I have a set of strings (in my case it is a column of a pandas dataframe, but it would be ok to consider alternative data structures as list/arrays/...) and I would like to get all "unique" values from that set, where unique is not exact matching but fuzzy matching based on some similarity measure. To give an example, let imagine I have this starting set of strings:
error string |
---|
Source and destination checksums do not match 213423 != 647687 transfer-failed |
Source and destination checksums do not match 654766 != 987821 transfer-failed |
SSL handshake after 1 attempts |
SSL handshake after 1 attempts\t |
SSL handshake after 1 attempts.\n |
Impossible to connect to IP:PORT/PATH{1} User timeout over* |
Impossible to connect to IP:PORT/PATH{2} User timeout over* |
*where IP, PORT and PATH are placeholders for possibly long strings with completely different characters from option {1} to option {2}.

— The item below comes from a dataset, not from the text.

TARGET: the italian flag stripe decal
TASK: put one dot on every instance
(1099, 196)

What I would like as an output is a list of the 3 unique patterns (I marked the third as optional since I guess it would be more tricky):
unique patterns | requirement |
---|---|
Source and destination checksums do not match 213423 != 647687 transfer-failed | mandatory |
SSL handshake after 1 attempts | mandatory |
Impossible to connect to IP:PORT/PATH{1} User timeout over* | optional |
I'm aware of some methods for fuzzy matching, for example as in Levenshtein
and fuzzywuzzy
packages, and I think fuzzywuzzy.fuzz.partial_token_set_ratio
and partial_ratio
do what I want, but only for comparing 2 strings or one string to all the others (fuzzywuzzy.process.extract
), as opposed to all the strings together.
I started implementing myself but I soon realised it is a bit tricky and you need careful considerations in terms of how this scales, so I was wondering whether there's already something available for this purpose. Do you have any suggestions?
Thanks in advance :)